The links of the IRGC’s Qods Force with Hezbollah, Hamas, Palestinian Islamic Jihad, the Houthis and other terror militias pose a major threat to peace and stability in the Middle East.

Hezbollah’s networks have expanded over the years, infiltrating Latin America and the Caribbean through Shiite cultural centers in the region. According to an official Argentine report, Tehran has established its terrorist, intelligence and operational networks throughout Latin America as far back as the 1980s. Iran’s intelligence activities in the region are being conducted directly by Iranian officials or through its proxy, Hezbollah. Criminal activity may already be underway in Brazil, Colombia, Chile, Paraguay, Uruguay, Suriname and Trinidad and Tobago. Iran’s involvement in the cocaine trade has bolstered the regimes regional access and strengthened ties with its allies in Venezuela, Ecuador, Bolivia and elsewhere.

According to senior Western intelligence officials, the IRGC has transferred tens of millions of dollars to Hamas to be used for weapons, military equipment and training, and that Iran also delivers arms and funds to Hamas through the Red Sea and the Sinai. Officials also believe Iran is indirectly funding the Islamic State (IS) in the Sinai. “Suitcases of cash” are sent directly to Hamas officials in the Gaza Strip; part of the money is then transferred to IS.

Tehran’s links with Hamas and IS are part of a grander strategy of using proxy forces to gain hegemony over the Middle East and undermining American allies such as Egypt and Israel. In Lebanon, Iraq and Syria, Iran seeks to preserve its influence. By fighting IS, Iran strengthens existing pro-Iran regimes and maintains its relevance in the region.

While Iran does support IS indirectly in the Sinai, the government’s goal is to weaken the current Egyptian regime and the Sunni Arab alliance between Egypt, Saudi Arabia and Jordan. It has no problem with IS gaining strength in the Sinai right now. If IS does gain more power in the Sinai, Iran can use it to impose its own agenda in the future. Tehran evidently wants to use IS victories against Sunni states as an opportunity to take over.

Iran also supports the Gaza-based terror group al-Sabireen [“The Patient Ones”], established in the wake of previous tensions between Iran, Hamas and Islamic Jihad. The group has about 400 followers and its emblem is identical to that of Hezbollah. Each member receives a monthly salary of $250-$300, while senior members receive at least $700. Annually, the terror group receives a budget of $10 million from Iran, smuggled in suitcases through tunnels along the border with Egypt. Potential members are wooed by al-Sabireen through familiar channels of philanthropy and education. The group’s publications refer to the United States as “the source of superpower terrorism,” and its slogan is, “The road to the liberation of Palestinian goes through Karbala” — a Shiite holy city in Iraq.

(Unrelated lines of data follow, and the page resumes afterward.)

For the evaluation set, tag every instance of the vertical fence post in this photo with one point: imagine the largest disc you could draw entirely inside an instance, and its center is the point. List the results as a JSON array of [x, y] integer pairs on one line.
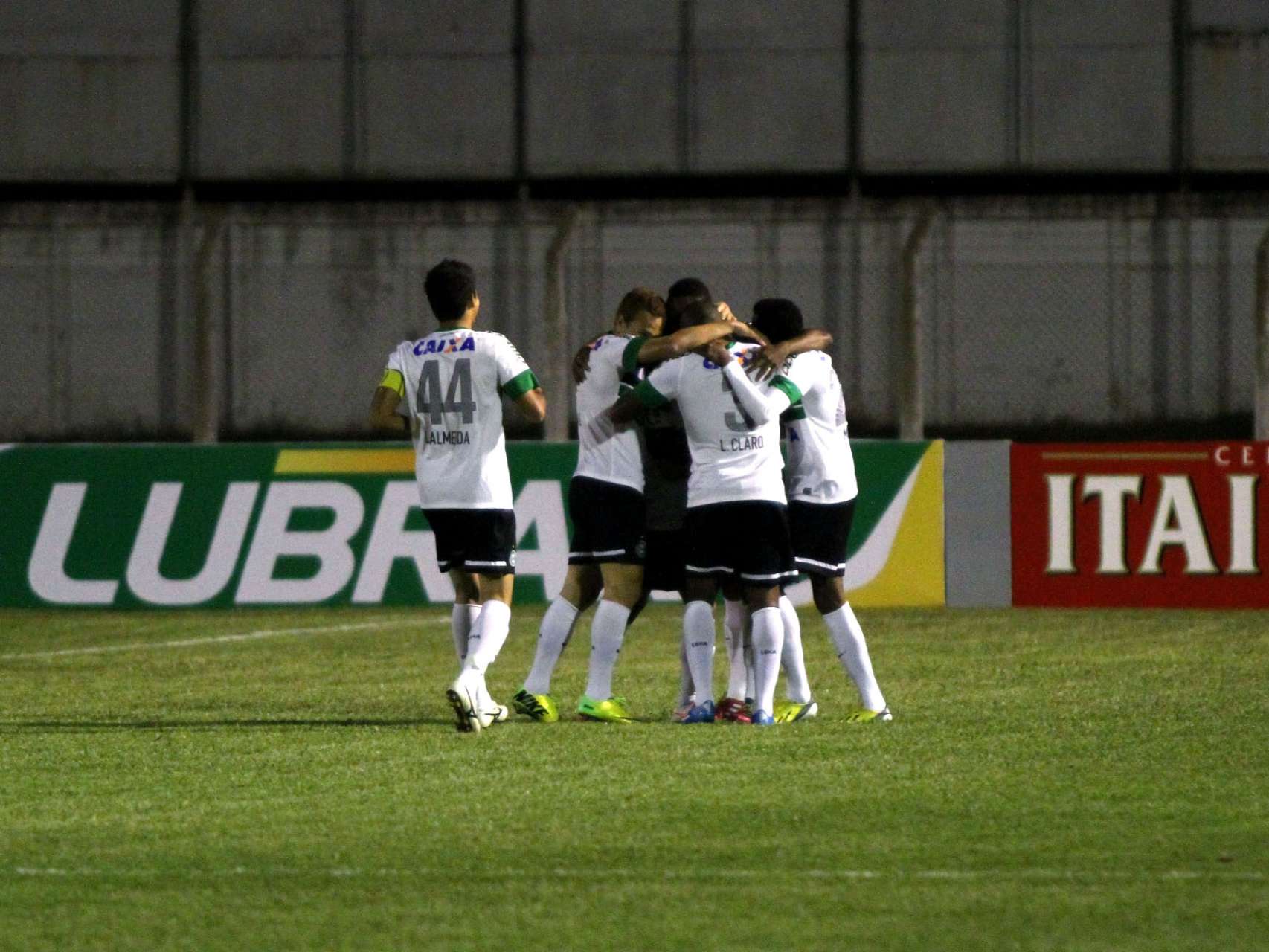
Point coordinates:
[[911, 377], [556, 370], [1262, 418], [207, 366]]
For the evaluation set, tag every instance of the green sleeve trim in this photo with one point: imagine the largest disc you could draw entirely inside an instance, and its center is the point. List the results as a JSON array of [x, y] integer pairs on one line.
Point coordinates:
[[788, 387], [630, 356], [650, 396], [521, 385], [393, 381]]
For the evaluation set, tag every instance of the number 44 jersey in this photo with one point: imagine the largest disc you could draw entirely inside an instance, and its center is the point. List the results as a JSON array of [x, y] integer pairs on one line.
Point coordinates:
[[453, 386]]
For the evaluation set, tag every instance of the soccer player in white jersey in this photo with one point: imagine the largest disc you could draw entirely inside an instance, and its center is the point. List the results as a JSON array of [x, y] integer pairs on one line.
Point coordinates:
[[821, 485], [452, 384], [736, 522], [605, 504]]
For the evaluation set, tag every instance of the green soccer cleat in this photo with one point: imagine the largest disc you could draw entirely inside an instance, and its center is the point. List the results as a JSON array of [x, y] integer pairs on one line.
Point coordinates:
[[612, 710], [789, 711], [866, 716], [539, 707]]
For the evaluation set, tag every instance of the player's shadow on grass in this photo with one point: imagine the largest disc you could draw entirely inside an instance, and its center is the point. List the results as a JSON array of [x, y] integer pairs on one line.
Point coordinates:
[[221, 724]]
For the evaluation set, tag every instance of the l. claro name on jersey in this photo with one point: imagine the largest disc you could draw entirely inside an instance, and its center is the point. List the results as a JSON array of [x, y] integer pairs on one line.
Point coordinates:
[[738, 445], [451, 438]]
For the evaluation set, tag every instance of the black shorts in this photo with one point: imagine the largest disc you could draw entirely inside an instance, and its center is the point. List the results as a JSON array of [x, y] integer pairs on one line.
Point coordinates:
[[746, 541], [607, 522], [480, 541], [820, 532], [663, 567]]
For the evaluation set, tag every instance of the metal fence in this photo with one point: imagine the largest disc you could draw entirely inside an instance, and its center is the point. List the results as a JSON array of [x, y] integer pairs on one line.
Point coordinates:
[[135, 320]]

Al-Sabireen has extended its operations from the Gaza Strip to the West Bank and Jerusalem with Iran’s backing. Hisham Salim, the founder of al-Sabireen, admitted that his group is directly financed by Iran. “We have an armed branch whose goal is to wage war on the Israeli occupation everywhere,” Salim said. “Within this framework we have members in the West Bank and Jerusalem.”

The Obama administration has forged ahead with its Iran policies despite knowing the regime’s support of global terrorism. U.S. President Barack Obama himself spoke about Iran’s terror activities in a press conference last year. “Now, we’ll still have problems with Iran’s sponsorship of terrorism; its funding of proxies like Hezbollah that threaten Israel and threaten the region; the destabilizing activities that they’re engaging in, including place like Yemen,” he said, adding that the nuclear “deal is not contingent on Iran changing its behavior. Its not contingent on Iran suddenly operating like a liberal democracy.”

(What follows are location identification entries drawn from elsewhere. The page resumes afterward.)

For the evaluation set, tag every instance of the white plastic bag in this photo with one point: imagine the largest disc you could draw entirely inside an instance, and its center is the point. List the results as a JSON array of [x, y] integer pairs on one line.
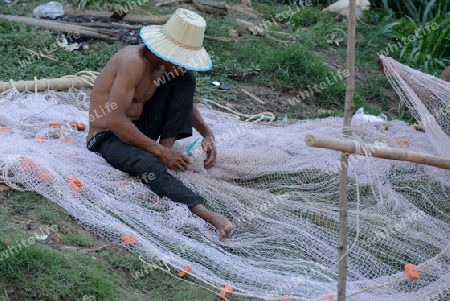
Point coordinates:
[[361, 116], [50, 9]]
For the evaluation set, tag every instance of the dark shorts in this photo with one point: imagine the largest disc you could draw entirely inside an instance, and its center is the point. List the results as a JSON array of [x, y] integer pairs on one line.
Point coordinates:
[[167, 114]]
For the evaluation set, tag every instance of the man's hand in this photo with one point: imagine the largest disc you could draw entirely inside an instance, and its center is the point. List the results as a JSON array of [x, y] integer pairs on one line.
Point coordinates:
[[209, 146], [174, 160]]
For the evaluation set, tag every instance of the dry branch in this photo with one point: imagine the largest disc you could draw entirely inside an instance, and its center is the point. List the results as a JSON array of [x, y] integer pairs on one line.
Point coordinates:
[[172, 2], [65, 27], [348, 146], [40, 54], [111, 25], [253, 96], [59, 84], [129, 18]]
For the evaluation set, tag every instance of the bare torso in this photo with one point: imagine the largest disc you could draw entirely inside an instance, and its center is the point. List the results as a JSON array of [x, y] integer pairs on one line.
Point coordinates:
[[144, 88]]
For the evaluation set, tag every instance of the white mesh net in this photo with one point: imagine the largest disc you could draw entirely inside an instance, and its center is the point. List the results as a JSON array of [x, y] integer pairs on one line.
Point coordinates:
[[281, 194]]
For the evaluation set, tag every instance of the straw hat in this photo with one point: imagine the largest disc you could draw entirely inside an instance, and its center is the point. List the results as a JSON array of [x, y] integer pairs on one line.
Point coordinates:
[[180, 40]]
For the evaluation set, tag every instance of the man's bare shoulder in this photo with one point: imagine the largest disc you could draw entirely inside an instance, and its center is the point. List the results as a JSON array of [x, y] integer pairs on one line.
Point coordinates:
[[130, 56]]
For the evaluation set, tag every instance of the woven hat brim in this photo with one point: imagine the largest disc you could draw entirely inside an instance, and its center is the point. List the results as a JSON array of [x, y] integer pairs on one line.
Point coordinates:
[[161, 46]]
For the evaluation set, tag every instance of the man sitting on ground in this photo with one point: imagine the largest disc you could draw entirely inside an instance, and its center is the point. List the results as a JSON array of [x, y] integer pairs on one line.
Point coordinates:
[[145, 93]]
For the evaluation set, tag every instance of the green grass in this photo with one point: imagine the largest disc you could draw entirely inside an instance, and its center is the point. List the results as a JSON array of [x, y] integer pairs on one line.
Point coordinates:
[[290, 65], [48, 270]]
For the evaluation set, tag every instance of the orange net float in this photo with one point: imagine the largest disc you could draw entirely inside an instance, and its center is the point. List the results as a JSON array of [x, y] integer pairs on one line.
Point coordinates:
[[185, 270], [81, 127], [411, 271], [67, 140], [28, 165], [129, 239], [76, 184], [227, 290], [55, 124], [5, 129], [45, 176]]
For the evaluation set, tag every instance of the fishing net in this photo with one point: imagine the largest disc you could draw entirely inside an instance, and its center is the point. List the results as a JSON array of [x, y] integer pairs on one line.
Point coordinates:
[[281, 194]]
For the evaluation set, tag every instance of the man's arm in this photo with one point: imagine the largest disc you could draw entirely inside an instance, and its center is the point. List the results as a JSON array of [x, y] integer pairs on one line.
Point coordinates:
[[208, 142], [122, 93]]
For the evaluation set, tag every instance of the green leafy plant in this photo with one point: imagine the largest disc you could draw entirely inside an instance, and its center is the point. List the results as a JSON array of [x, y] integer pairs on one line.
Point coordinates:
[[430, 51]]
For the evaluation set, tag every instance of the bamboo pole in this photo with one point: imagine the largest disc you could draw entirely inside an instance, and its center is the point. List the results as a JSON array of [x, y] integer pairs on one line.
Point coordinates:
[[348, 146], [65, 27], [348, 112]]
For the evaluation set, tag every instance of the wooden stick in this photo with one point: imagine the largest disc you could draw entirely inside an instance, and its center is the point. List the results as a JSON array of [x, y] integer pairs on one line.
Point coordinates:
[[110, 25], [172, 2], [67, 27], [348, 146], [253, 97], [40, 54], [130, 18], [137, 27], [348, 113], [47, 84]]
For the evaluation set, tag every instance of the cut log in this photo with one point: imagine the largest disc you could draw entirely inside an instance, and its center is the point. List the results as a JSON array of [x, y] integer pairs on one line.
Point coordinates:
[[129, 18], [60, 26], [210, 7], [111, 25], [172, 2]]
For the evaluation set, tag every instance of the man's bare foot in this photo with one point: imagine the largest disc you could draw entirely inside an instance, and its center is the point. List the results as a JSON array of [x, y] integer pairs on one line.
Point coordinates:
[[224, 227], [222, 224]]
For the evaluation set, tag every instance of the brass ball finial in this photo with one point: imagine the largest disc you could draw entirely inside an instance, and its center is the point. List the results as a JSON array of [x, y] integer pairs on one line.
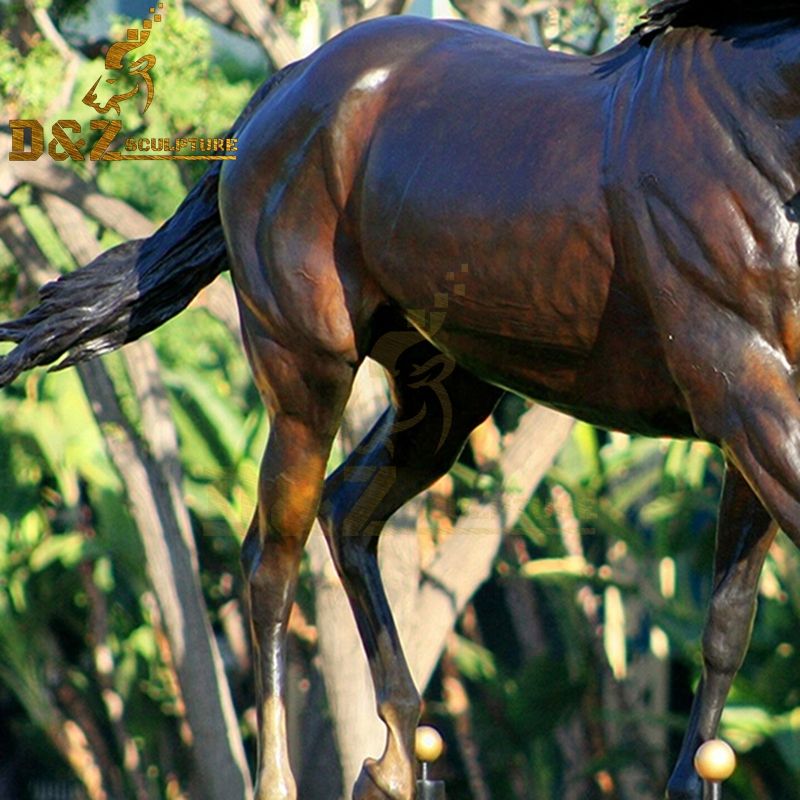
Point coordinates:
[[715, 761], [428, 744]]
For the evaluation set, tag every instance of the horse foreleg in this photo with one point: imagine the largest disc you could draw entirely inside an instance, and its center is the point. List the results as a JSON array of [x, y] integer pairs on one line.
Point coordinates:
[[745, 532], [395, 462]]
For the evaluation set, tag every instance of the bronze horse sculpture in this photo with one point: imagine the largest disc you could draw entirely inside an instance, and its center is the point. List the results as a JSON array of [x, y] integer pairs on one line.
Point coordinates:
[[630, 226]]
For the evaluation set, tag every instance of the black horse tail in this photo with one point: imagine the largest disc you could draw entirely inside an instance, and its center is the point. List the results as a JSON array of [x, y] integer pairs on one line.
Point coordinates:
[[132, 288]]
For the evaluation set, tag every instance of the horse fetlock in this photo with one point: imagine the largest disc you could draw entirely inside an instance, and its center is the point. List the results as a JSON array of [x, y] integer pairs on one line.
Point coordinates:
[[387, 779]]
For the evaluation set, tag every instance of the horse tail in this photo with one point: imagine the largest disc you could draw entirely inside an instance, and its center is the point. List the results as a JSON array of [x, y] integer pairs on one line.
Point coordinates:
[[132, 288]]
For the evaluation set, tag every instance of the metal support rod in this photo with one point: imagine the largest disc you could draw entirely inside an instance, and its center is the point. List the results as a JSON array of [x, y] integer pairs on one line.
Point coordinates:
[[713, 790]]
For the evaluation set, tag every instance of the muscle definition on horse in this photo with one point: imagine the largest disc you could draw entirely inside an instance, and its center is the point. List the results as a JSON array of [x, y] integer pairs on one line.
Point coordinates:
[[630, 222]]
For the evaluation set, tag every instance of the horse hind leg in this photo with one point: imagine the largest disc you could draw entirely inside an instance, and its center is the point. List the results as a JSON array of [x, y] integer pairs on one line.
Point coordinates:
[[305, 394], [745, 533], [413, 444]]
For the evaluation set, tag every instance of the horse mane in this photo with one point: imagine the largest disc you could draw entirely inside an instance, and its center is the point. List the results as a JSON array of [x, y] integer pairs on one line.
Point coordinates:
[[685, 13]]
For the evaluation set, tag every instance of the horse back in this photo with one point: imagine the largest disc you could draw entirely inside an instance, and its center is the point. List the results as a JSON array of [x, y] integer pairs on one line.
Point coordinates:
[[457, 175]]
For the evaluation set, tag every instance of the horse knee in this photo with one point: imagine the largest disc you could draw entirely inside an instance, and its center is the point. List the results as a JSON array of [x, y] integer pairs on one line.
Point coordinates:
[[727, 630]]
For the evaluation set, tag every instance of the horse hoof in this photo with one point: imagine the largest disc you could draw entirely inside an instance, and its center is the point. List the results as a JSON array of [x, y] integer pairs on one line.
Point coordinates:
[[372, 785]]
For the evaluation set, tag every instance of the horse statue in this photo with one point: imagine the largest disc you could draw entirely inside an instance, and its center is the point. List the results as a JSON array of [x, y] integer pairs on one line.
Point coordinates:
[[630, 224]]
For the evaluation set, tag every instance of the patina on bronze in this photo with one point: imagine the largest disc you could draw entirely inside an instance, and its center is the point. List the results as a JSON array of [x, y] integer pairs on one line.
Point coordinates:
[[625, 232]]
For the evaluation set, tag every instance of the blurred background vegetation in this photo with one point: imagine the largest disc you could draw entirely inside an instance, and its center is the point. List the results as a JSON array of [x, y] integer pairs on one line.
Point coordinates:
[[569, 671]]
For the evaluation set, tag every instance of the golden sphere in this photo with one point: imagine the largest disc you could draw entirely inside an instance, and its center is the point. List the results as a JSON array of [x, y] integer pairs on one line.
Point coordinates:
[[715, 761], [428, 744]]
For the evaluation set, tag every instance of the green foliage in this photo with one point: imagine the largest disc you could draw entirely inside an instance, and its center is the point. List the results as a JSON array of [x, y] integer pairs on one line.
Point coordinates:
[[27, 83]]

History urges those living in democracies today to rein in their governments and correct their fatal Iran policies. The world cannot afford to overlook the damage of these governments. If democracies today continue their present policies towards Iran, it will only embolden Iran’s regime to continue its quest to obtain nuclear weapons as well as its terrorism and human rights violations.

Jagdish N. Singh is a leading journalist based in New Delhi, India.